Descriptors: Nursing; Death; Patient Care Team; Nonlinear Dynamics (source: DeCS, BIREME)

Introdução

Vive-se em uma sociedade em que quase tudo se volta para a produção e o consumo. A partir dessa meta, tem-se a ilusão do progresso contínuo e ilimitado, ou seja, a ilusão de que a pessoa humana é eterna, e a morte já não encontra mais lugar. Assim, a negação da morte acontece na mesma proporção em que é temida e banalizada 1,2. Enquanto manifestação da condição humana, a morte expressa o que o homem tem de mais secreto em sua vida 3.

A morte faz parte do cotidiano da prática dos profissionais da saúde e precisa ser incorporada nas discussões diárias, uma vez que o tema é complexo e merece apreensões teórico-práticas igualmente complexas. A superficialidade e banalização das discussões acerca desse processo não permitem, frequentemente, a ampliação do entendimento desse fenômeno, visto que a morte é considerada como a aniquilação do processo de viver, e não como integrante do ciclo vital 4,5.

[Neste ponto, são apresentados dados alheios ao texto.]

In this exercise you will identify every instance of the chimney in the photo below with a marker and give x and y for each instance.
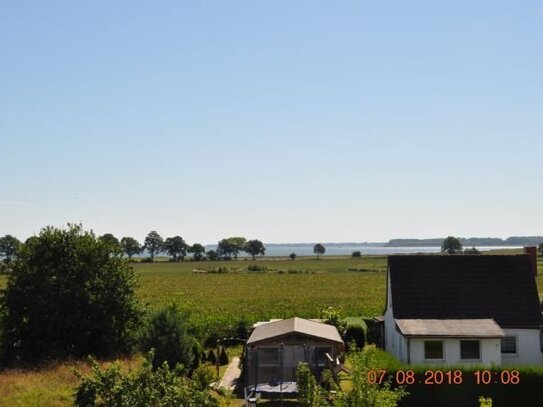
(532, 251)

O processo de morte e morrer em unidade de terapia intensiva neonatal é, por excelência, um fenôme-no complexo, tendo em vista que a morte infantil é, geralmente, considerada pelas pessoas mais próximas como castigo divino. Assim, salvar a vida de um neonato torna-se o principal objetivo da equipe multiprofissional. Os sentimentos que surgem desse processo são adversos, e a exposição continua a esse fenômeno, nas unidades de terapia intensiva, demandam recorrentes construções, desconstruções e reconstruções teórico-práticas 6,7.

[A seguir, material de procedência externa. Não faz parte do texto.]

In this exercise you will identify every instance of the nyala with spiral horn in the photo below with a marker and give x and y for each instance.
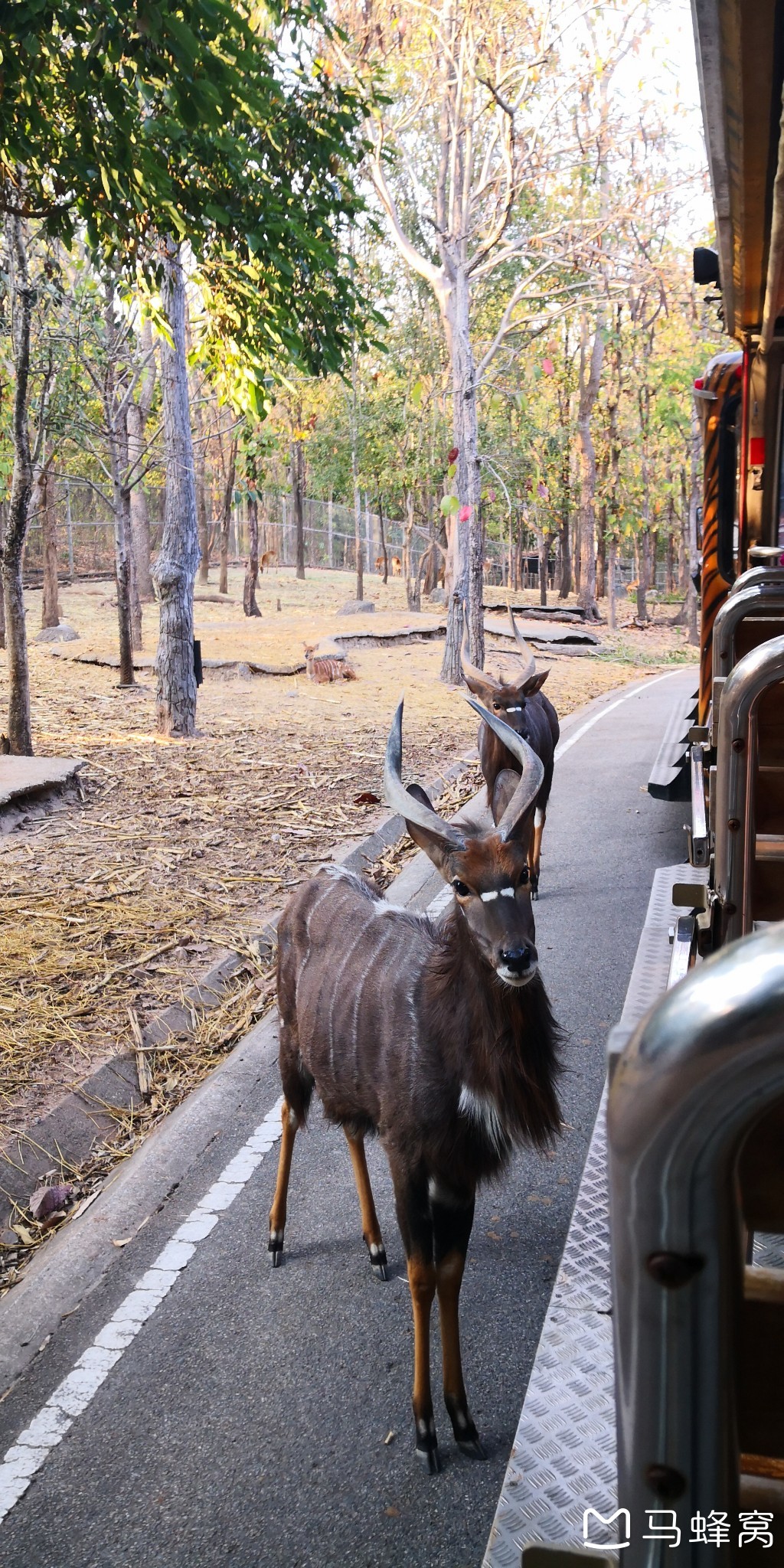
(523, 704)
(435, 1035)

Embora tenha se buscado desde os primórdios da civilização uma justificativa para comprovar que a morte não é um evento pontual, esta tem despertado tanto ou maior interesse de investigação quanto à própria vida 8. Assim, o estudo tem o objetivo de conhecer a percepção da equipe multiprofissional da unidade de terapia intensiva neonatal sobre o processo de morte e morrer de neonatos.

Método

Trata-se de uma pesquisa qualitativa, de caráter descritivo-exploratório, realizada em uma unidade de terapia intensiva neonatal, de um hospital de médio porte, situado na região noroeste do estado do Rio Grande do Sul (Brasil).

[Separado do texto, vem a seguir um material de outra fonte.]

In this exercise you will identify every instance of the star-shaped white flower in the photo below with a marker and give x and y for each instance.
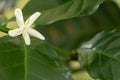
(25, 28)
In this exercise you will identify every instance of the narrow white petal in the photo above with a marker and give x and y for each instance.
(36, 34)
(19, 17)
(26, 38)
(14, 32)
(32, 19)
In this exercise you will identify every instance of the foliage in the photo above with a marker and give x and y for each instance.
(45, 60)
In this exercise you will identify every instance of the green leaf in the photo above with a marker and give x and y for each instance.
(56, 10)
(39, 61)
(101, 55)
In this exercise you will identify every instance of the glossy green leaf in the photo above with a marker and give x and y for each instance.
(39, 61)
(61, 10)
(101, 55)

Foram convidados para participar do estudo, por meio de convite formal, 45 profissionais que integram a equipe multiprofissional da Unidade de Terapia Intensiva Neonatal, dos quais participaram 35, quais sejam: 5 enfermeiros; 20 técnicos de enfermagem; 2 médicos; 2 fisioterapeutas; 1 psicóloga; 1 assistente social; 2 auxiliares administrativas e 2 auxiliares de limpeza. Excluíram-se do estudo os profissionais que estavam em férias, de atestado ou de licença-maternidade no período da coleta de dados, além daqueles que, por algum motivo, não aceitaram participar do estudo.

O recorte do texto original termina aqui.